E’ “immorale, illegale e irresponsabile” che i deputati nel pieno della pandemia abbiano guadagnato soldi attraverso la compravendita di mascherine anti-Covid, aveva attaccato Olaf Scholz, ministro alle Finanze e candidato cancelliere della Spd, prima della pubblicazione delle rivelazione dello Spiegel che coinvolgevano anche il suo collega di governo.
“Abbiamo finalmente bisogno di una vera trasparenza in Parlamento: d’ora in poi i deputati devono dichiarare sin dal primo euro i loro introiti derivanti da seconde occupazioni”, aveva detto Scholz al domenicale della Bild.
Non va meglio sul fronte della gestione della pandemia. Da una parte la cancelliera, dall’altra la maggior parte dei Laender. Campo di battaglia: la radicalità delle misure anti-pandemia a fronte di una curva di contagio che non dà tregua.
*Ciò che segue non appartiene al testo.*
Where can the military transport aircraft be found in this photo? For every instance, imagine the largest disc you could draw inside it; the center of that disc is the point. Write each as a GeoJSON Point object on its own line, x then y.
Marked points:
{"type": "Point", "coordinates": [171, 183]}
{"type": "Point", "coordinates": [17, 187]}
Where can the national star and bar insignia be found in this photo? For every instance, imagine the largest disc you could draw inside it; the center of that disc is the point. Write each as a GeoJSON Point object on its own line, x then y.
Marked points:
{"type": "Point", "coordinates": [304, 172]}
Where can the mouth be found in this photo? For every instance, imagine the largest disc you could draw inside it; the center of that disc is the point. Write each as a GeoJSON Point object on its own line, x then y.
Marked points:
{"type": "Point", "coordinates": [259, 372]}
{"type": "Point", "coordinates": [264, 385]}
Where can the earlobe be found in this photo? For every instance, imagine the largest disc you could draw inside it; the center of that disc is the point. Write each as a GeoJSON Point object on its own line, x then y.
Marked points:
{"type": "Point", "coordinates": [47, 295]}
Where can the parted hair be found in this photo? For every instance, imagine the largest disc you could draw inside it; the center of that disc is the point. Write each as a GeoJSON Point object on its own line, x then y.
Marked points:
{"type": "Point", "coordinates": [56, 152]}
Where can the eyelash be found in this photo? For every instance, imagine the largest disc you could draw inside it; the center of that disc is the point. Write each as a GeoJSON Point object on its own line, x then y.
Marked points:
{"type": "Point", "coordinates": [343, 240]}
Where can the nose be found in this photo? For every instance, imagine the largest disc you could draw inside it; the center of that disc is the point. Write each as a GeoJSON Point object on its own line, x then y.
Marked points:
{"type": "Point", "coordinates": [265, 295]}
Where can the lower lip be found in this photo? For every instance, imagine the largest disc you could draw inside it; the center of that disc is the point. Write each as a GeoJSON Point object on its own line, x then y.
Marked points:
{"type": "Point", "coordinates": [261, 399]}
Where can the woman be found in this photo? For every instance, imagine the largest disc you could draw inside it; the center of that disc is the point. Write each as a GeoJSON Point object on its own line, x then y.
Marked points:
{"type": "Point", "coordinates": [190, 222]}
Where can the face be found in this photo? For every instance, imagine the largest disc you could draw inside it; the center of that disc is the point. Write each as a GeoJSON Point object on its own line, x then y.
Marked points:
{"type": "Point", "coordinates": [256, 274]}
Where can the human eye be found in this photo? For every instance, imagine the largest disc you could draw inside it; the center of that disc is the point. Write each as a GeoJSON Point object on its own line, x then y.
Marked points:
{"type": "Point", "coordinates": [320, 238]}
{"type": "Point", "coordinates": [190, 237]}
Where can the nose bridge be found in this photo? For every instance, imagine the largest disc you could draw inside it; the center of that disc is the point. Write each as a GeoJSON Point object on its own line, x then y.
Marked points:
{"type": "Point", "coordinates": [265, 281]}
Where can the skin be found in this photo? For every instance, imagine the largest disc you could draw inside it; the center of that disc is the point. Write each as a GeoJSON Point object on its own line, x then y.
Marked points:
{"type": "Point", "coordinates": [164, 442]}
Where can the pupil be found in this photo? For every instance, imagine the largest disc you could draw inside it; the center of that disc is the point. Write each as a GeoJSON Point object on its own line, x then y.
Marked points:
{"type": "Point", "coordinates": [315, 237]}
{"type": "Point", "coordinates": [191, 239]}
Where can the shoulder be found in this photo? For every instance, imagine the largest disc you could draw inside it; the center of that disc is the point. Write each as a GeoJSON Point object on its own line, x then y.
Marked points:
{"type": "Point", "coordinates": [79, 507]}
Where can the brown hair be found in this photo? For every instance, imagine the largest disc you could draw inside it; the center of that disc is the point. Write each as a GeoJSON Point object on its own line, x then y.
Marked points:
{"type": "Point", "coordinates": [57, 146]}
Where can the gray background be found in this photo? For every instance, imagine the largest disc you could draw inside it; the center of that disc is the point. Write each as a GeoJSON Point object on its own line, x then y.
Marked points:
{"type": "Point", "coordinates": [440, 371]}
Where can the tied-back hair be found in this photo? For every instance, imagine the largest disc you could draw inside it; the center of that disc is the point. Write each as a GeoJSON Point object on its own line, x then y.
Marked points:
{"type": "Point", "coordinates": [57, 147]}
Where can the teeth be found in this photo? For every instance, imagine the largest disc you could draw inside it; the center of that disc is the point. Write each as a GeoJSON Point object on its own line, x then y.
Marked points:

Questa volta Merkel sembra decisa a non cedere alle pressioni dei governatori: siamo in piena terza ondata, ha spiegato per poi aggiungere a chiare lettere che se i Laender non si decideranno finalmente di tirare il “freno d’emergenza” a fronte delle infezioni e dei virus, il governo di Berlino potrebbe decidere di procedere per conto proprio.
Parlando davanti alle telecamere di “Anne Will” – il principale talk show politico tedesco sul primo canale pubblico Ard – Merkel ha definito l’ultimo vertice con i Laender “una cesura”:
“Non si può continuare in questo modo”, ha incalzato la cancelliera, accusando i governatori di continuare a sottovalutare la pandemia ed a “illudersi che si possa negoziare con questo virus”, mentre verrebbe lasciato a Berlino il ruolo di chi fa la faccia dura, mentre loro pensano agli allentamenti. “Dobbiamo mettere in pratica le misure necessarie adesso e con grande serietà. Alcuni Laender lo fanno, altri no”.
Al che è arrivato l’ultimatum: se “a stretto giro” non succederà niente, il governo potrebbe decidere di intervenire, per esempio, sulla legge che regola la gestione delle pandemie ed avocare a sé la potestà sulle misure da mettere in atto.
Allo stesso tempo Merkel ha chiesto una “maggiore flessibilità” sulle vaccinazioni, che “procede con troppa lentezza, perché la Germania talvolta pecca di eccessivo perfezionismo”. Un’altra volta, è alle capitali dei Laender che sono fischiate le orecchie, per quello che viene visto come il secondo atto delle clamorose “scuse” presentate davanti ai cittadini tedeschi con annesso dietrofront sul super-lockdown di Pasqua: in realtà, osservano molti commentatori, un modo per puntare il faro sulle responsabilità dei Laender.